Sunday, January 24, 2010

Bad advice freely given

I was sitting in a consulting session with a visiting specialist the other day.  It was one of those odd experiences where we both realized at about the same time that we were roughly the same age as each other.  It's strange because he's at the top of his game whereas I'm still trying to find my dice.

He asked me what I did before medicine so I was telling him how I used to be an engineer working for the defence department and decided that I really should use my powers for good instead of evil.  I then broke out the joke about how I chose a new career when I was talking to someone and they said to me, "You're a rocket scientist?  That's nice, but it's not exactly brain surgery."  (I freely admit that I stole this joke from this youtube clip.)

The specialist then said to me, "See, you're my age but you think like a Gen-Y.  What you need to do is get a shitload of debt.  Then you'll enjoy your job, because it'll be the only way you'll ever crawl out from under your mortgage."  I had to laugh.

He then asked me if I had any kids (I don't).  He started trying to convince me to have kids as soon as possible and he did it in typical medical style.  He said, "At age 25 you've got a 75% chance of conceiving in the next year.  At age 35 it's dropped to 25%.  So you'd better get started. Plus it's a great way to pull a lot of roots."

Now that's charisma.

7 comments:

jamie said...

"Pull a lot of roots"?
Is he a gardener as well as a doctor?

PTR said...

Either that or a dentist...

Anonymous said...

I'm no ex-rocket scientist from DoD - but if your goal is to "pull a lot of roots" - surely you should start as late as possible?

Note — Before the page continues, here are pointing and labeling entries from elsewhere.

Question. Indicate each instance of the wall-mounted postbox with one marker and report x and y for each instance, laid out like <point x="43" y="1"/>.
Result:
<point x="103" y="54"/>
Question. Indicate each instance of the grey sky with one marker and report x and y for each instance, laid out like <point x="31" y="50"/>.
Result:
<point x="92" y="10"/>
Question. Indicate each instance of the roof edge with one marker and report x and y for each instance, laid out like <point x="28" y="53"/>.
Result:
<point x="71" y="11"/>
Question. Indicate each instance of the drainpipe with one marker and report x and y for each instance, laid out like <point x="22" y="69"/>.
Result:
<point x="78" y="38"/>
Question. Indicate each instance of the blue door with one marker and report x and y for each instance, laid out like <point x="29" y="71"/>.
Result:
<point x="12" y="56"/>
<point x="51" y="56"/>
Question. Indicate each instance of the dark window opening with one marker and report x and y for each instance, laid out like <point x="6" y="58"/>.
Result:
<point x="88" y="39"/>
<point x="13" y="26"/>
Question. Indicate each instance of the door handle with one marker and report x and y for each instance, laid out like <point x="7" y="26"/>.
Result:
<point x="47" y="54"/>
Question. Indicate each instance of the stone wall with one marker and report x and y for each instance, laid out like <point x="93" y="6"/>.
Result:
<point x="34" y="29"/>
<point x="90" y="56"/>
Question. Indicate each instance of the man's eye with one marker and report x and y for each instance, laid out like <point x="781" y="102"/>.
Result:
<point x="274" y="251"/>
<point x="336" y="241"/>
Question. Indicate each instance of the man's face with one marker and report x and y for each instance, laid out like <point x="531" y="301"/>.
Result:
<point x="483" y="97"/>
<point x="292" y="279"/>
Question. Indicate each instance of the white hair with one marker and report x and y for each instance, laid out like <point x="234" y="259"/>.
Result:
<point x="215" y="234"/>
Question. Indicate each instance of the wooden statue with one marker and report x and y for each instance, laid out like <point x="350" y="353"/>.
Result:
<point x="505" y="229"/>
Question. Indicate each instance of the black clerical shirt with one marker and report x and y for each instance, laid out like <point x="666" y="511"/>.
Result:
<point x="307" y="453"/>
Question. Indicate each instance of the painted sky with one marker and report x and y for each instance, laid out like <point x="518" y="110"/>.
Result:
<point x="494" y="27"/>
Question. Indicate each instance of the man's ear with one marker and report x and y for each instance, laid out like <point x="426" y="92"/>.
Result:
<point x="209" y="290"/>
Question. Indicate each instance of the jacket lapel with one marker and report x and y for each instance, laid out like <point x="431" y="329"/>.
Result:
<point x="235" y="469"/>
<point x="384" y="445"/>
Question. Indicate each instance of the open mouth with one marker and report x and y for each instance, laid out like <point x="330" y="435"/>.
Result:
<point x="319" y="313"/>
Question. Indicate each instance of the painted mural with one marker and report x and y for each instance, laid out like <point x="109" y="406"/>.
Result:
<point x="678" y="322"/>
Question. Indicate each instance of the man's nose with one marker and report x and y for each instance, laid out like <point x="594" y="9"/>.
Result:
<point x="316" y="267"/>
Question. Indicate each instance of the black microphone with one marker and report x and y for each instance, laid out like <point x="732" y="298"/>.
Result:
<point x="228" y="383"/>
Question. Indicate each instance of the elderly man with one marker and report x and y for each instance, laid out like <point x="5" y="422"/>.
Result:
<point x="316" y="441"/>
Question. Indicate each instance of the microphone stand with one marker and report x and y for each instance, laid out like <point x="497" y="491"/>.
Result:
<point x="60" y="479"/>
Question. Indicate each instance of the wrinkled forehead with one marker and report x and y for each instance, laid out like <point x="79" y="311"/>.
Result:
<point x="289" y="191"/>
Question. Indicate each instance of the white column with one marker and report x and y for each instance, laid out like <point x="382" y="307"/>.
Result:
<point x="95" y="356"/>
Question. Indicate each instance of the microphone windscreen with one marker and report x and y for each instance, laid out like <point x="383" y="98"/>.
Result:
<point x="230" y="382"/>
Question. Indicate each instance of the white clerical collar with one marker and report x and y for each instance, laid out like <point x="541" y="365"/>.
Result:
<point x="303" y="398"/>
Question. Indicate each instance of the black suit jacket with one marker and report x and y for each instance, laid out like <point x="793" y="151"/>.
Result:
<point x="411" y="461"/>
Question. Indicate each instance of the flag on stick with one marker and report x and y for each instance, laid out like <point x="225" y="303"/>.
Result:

The lower the chance of conception, the more times you're (probably) going to have to roll the dice. So, your role model should be Rupert Murdoch (now, there's a phrase I thought I'd never type).

PTR said...

I'm uncomfortable with how hard you've been thinking about this... but I think you're right.

Christine said...

Trust me. Worse if you are a woman. Its like sport betting on the age of your uterus.

:)

Anonymous said...

Christine, I know this Indian bookmaker called "John". He'd be really keen to call you every now and then.

He'd just like to chat with you about your uterus, what sort of condition it's in - just general conversation. He'd be willing to compensate you handsomely for your time. You could even just text him!

PTR said...

Sometimes I really just don't know what to say...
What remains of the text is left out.